Pastor T.L. Barrett is a fascinating character who lingered in obscurity for years, before being amplified to popular ears by the incredible digging and sampling work of one Kanye West. Born in the South Side of Chicago, Barrett left for Queens, New York where he developed a passion for music, eventually bringing this back to Chicago where he became a preacher at Mt Zion Church, composing, arranging and recording traditionals with the church choir and setting up Mt Zion Records to release them, and interacting closely with the local Afro-centric movement, which included Earth Wind & Fire’s Maurice White and Philip Bailey, Donny Hathaway, and Sun Ra collaborator Phil Cohran. He Rose (From The Grave) is pure, ecstatic gospel power, the choir bellowing in full force, while the Pastor ad libs and vocalises to heaven, set to an almighty soul groove.
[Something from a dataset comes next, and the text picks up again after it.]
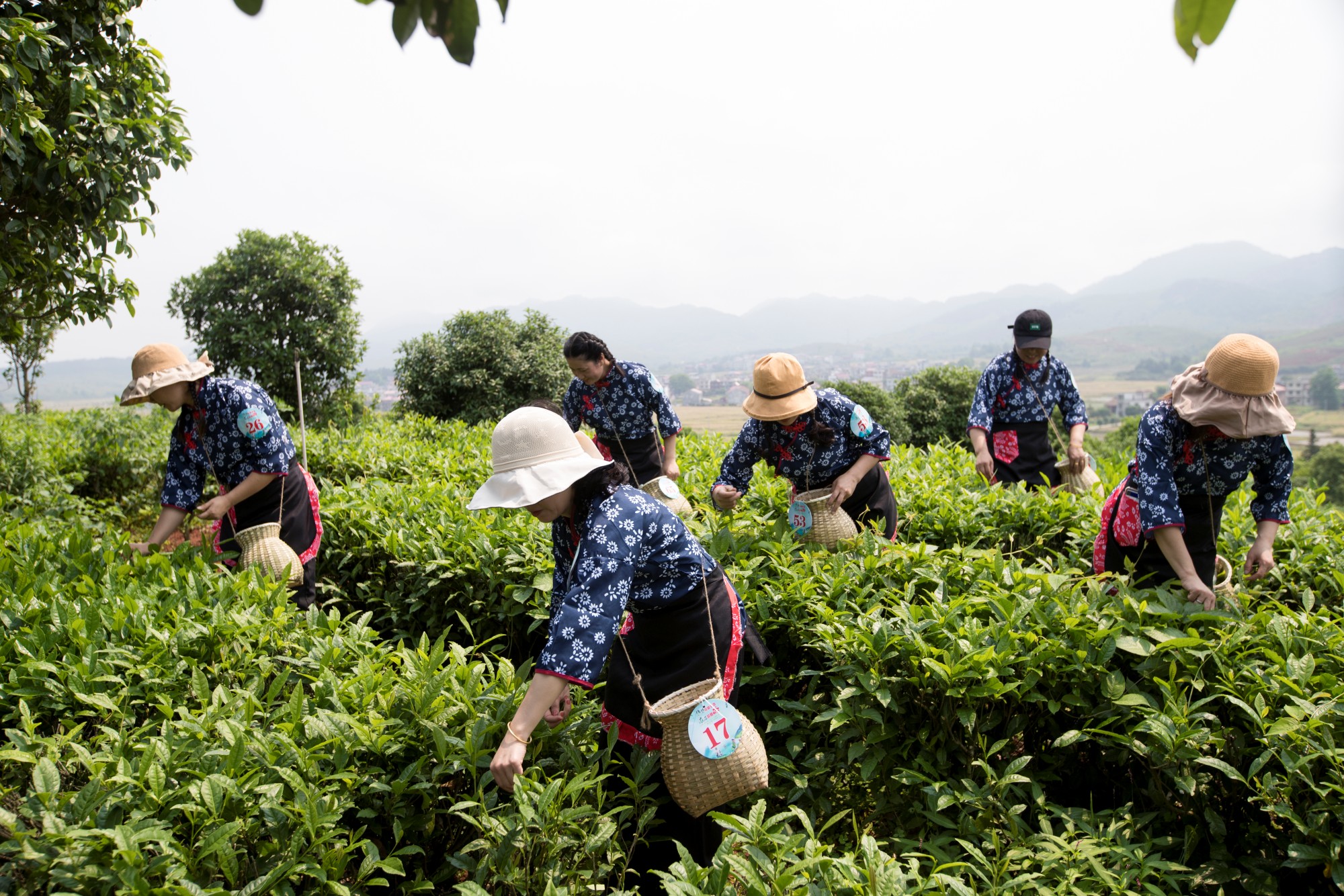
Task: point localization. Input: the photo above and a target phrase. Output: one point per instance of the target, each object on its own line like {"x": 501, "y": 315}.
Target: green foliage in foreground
{"x": 967, "y": 711}
{"x": 87, "y": 128}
Ghisly Brown - Let’s Talk About It

Now this is a groove! Ghisly Brown’s French boogie classic, Let’s Talk About It, was released in 1981, issued by Disques Sedim, a Parisian label focused on African music. Born Geneviève Brun, little is known of the French Cameroonian singer, apart from a handful of records spanning across the 80s under the aliases, Ghisly Brown, Jeslyna, and Jess Lee, and a single recorded with Jean-François Ondoa’s Generation II. Let’s Talk About It comes from the only Ghisly Brown solo album, 1981’s Come To Me. Arranged by the Cameroonian composer Mbida Jim Douglas, the sound is a complex and heady blend of organic instrumentation and synthetic sheen, bombastic bass guitar and spiky funk guitar tied tightly together with the big reverbs, splashy delays and lush synth pads of early '80s production.


Yellow Magic Orchestra - Seoul Music

If you don’t know Yellow Magic Orchestra, get to know. The Japanese band, though hugely underappreciated by comparison, rival the likes of Kraftwerk, Throbbing Gristle, and Cabaret Voltaire in their pioneering of electronic music, towards the end of the 70s and early 80s. Retrospectively, YMO sounds something like a supergroup, formed in Tokyo by three musicians who would go on to be titans in their own solo careers: Ryuichi Sakamoto, on keyboards and vocals, would go on to become a storied composer of ambient music and film scores, while the prolific producer Haruomi Hosono can be find in the credits of almost any great Japanese record from the '80s, from ambient, experimental synth music, to city pop, and drummer Yukihiro Takahashi set a constant release schedule that lasted til his death last year. Seoul Music is an incredible bit of techno-pop, released on the 1981 album Technodelic. It combines a pop sensibility with traditional Japanese percussion sounds, and a big slanging drum machine chug.

These are just some of the highlights in what I hope is an enjoyable musical journey that spans across continents, generations and genres…

A huge thanks go out to labels such as Now Again, Light In The Attic, Numero Uno and Luv N’ Haight, Analog Africa, Music From Memory, Africa Seven, Far Out Recordings, Strut, Mr Bongo and Soundway, who continue to unearth some of the most unique and amazing music that may have otherwise never seen the light of day.